Choose the pollution degree and material group.
Select the insulation type used by the barrier.
Enter altitude, coating, measured spacing, tolerance, and slot credit.
Press the calculate button.
Review required spacing, effective spacing, margins, and risk grade.
Download the CSV or PDF report for documentation.

Article: Creepage and Clearance Planning

Why Spacing Matters

Creepage and clearance protect circuits from unwanted electrical breakdown. Clearance is the shortest path through air. Creepage is the shortest path along an insulating surface. Both values matter in power supplies, control boards, relays, motor drives, chargers, and industrial panels. A design can pass one spacing check and still fail the other. That is why both paths should be reviewed together.

Important Design Inputs

Voltage is the first input. Higher voltage usually needs more distance. Pollution degree is also important. Dust, moisture, and conductive residue can reduce surface reliability. Material group affects creepage because different insulation materials resist tracking differently. Altitude affects clearance because air pressure falls at higher locations. Lower air density makes air insulation weaker.

Using Margins

A layout should not target the exact minimum. Board fabrication, solder mask movement, routing limits, and assembly tolerances can reduce real spacing. This calculator lets you subtract tolerance from measured spacing. It also lets you add a slot or groove credit to creepage. This helps estimate the effective path after mechanical features are included.

Practical Review Method

Start with the working voltage. Pick the environment that best matches the product. Then choose the insulation type. Basic insulation may be enough for many internal barriers. Reinforced insulation is used where one stronger barrier must provide higher protection. Next, compare the measured creepage and clearance with the required values. A positive margin means the estimate passes. A negative margin means the layout needs review.

Final Compliance

This tool supports early engineering decisions. It does not replace a formal standard review. Product category, certification body rules, coating approval, test voltage, enclosure rating, and field environment can change the final requirement. Use the result as a guide. Then confirm the design with the correct safety standard and qualified reviewer.

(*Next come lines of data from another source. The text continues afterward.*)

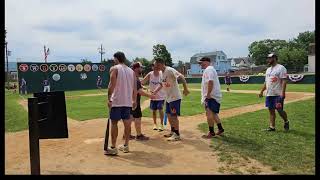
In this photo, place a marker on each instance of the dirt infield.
(82, 152)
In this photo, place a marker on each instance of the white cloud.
(76, 28)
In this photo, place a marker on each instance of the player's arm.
(135, 92)
(145, 79)
(283, 76)
(142, 93)
(264, 87)
(184, 82)
(157, 89)
(112, 83)
(284, 86)
(210, 87)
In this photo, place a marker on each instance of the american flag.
(46, 53)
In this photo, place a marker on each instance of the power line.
(101, 51)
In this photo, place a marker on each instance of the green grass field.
(257, 87)
(191, 105)
(290, 152)
(85, 108)
(83, 92)
(16, 118)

Frequently Asked Questions

1. What is creepage distance?

Creepage distance is the shortest path along an insulating surface between two conductive parts. It is affected by voltage, pollution, and material tracking resistance.

2. What is clearance distance?

Clearance distance is the shortest path through air between two conductive parts. It is strongly affected by voltage, transient stress, and installation altitude.

3. Why does altitude change clearance?

Air density decreases as altitude increases. Lower air density reduces dielectric strength. Because of that, higher altitude designs often need larger air spacing.

4. Why does material group affect creepage?

Material group relates to tracking resistance. Materials with better tracking resistance can often support smaller surface distances than weaker insulating materials.

5. Can coating reduce creepage?

Some certified coatings or encapsulation systems may reduce creepage needs. The reduction must be allowed by the applicable standard and coating qualification.

6. Should I use exact minimum values?

No. Real products need margin for board tolerance, assembly shift, contamination, aging, and measurement uncertainty. A safety factor gives better design robustness.

7. What does negative margin mean?

A negative margin means the effective spacing is below the estimated requirement. Increase spacing, add slots, change materials, reduce pollution exposure, or review insulation strategy.

8. Is this calculator suitable for certification?

It is suitable for early estimates and design comparison. Final certification should use the exact standard, approved material data, and qualified safety review.